Millions of American employees will become eligible for overtime pay under new regulations proposed by the U.S. Department of Labor.

"We anticipate that workers, on an annual basis, will get $1.2 to $1.3 billion in their pockets," U.S. Labor Secretary Thomas Perez said during a press call Tuesday. "Other workers," he said, "will have the gift of time."

Perez said the new regulations will particularly apply to salaried low-level managers and supervisors, many of whom, he said, regularly work more than 40 hours - "the manager who was working 20 hours for free under the current rule."

Industry groups pushed back against the proposal, saying that forcing employers to pay more in overtime will require them to cut pay, trim positions and move full-time salaried positions into part-time hourly slots.

"It's a bad deal for retailers and retail employees. It will not help our stores or our employees," said Neil Trautwein, vice president of the National Retail Federation.

He said retailers may respond by moving salaried managers to hourly positions and then cutting their hours, turning them into part-time workers ineligible for health insurance.

"There is a limited pool of compensation, salary and benefits," he said.
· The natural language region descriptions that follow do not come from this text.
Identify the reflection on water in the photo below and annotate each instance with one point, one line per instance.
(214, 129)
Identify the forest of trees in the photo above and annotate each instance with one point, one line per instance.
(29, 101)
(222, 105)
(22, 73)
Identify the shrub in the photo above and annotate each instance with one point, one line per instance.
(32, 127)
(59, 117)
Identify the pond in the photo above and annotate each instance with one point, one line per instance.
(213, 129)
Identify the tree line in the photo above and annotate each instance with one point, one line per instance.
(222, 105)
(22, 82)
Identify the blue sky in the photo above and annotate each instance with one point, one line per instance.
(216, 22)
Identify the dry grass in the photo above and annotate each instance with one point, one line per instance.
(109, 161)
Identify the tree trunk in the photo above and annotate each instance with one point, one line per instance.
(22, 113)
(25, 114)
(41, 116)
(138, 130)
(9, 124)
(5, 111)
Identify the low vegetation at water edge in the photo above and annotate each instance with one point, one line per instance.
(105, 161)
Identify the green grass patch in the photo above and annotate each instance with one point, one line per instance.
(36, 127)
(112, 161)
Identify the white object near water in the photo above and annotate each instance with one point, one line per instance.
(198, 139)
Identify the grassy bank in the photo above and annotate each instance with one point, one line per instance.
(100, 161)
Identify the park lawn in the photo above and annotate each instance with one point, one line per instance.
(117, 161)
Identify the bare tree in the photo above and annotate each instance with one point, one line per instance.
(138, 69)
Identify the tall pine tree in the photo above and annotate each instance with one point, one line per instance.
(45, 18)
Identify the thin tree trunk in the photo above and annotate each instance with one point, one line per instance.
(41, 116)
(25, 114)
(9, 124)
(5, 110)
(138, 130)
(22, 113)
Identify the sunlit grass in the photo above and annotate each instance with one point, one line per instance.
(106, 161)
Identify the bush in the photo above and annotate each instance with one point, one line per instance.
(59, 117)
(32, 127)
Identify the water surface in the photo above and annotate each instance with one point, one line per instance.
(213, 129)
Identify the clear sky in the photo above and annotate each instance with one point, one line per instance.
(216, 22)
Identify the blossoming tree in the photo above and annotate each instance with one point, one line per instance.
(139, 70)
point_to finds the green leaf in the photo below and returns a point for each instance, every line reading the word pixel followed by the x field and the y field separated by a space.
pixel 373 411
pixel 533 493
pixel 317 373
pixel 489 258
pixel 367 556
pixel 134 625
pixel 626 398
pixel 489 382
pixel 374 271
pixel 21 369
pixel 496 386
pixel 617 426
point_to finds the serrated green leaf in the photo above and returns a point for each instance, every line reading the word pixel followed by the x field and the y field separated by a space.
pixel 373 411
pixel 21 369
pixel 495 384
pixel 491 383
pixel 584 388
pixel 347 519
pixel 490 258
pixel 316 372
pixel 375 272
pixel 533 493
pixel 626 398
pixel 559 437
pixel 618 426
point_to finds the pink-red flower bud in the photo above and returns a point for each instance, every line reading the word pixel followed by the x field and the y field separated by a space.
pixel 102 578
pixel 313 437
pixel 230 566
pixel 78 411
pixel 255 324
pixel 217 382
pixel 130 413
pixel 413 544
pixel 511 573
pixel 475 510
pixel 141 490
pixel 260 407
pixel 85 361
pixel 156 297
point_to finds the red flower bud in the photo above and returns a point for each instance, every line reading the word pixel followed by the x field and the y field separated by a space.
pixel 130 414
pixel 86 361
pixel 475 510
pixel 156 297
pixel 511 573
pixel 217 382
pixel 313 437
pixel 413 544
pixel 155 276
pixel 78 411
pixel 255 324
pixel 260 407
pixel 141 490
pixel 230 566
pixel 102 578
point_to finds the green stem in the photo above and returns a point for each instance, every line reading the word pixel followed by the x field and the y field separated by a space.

The federation estimated that it would cost $9.5 billion annually for retailers and restaurants to implement the change without adjusting payrolls.

Perez said five million workers would be affected as soon as the changes take place - sometime next year, while six million more would gain clarity about their status.

Under proposed regulatory changes, employees who earn below $50,440 a year, or $970 a week, would become eligible for overtime after 40 hours, no matter what their responsibilities or whether they are managers, professionals or administrators.

The threshold now is $23,660 a year; $455 a week.

The new threshold would affect the pay of a general manager of a restaurant-bar in Center City, who did not want to be identified.

"I unlock the door, reset the alarm and put on a pot of coffee," the manager said, describing his day, which begins between 2 and 3 p.m., includes directing the staff, and ends 12 hours later when he tallies the receipts and locks up.

He works five days a week and earns a weekly salary of about $800, no tips or overtime. "I know a lot of people who work more than I do," he said.

The proposed changes, he said, are interesting, but "honestly, I really enjoy working here." He believes he is fairly paid and that he'll get raises and bonuses in the future.

Besides the salary threshold, overtime eligibility is determined by a "duties" test - what duties the employee has and whether managerial duties constitute the primary responsibility, even if the manager also spends a lot of time doing scut work.

Labor economist Lonnie Golden, a professor at Penn State's Abington campus, said the Obama administration has also tried to raise the minimum wage. "They are trying to get the big picture, to apply whatever levers they can, to get income to people whose earnings aren't going up," he said.

"We can keep an economic recovery going if we find that people in that income bracket have more money to spend."

The proposed rules don't address changes in the "duties" but instead ask for more comments.

Uncertainty can prompt employers to stop hiring, said Stefanie Riehl, vice president at the New Jersey Business and Industry Association. "Businesses want to plan. Wages are a huge issue."

For Peter Winebrake, a Dresher employment lawyer who has represented managers filing lawsuits seeking overtime pay, Tuesday's announcement was welcomed news.

"For too long, retail chains, fast food restaurants, and other employers have sought to avoid overtime by simply slapping a 'manager' title and a modest salary on an employee and then requiring her to work the extra overtime hours free," he e-mailed. "This practice is simply wrong."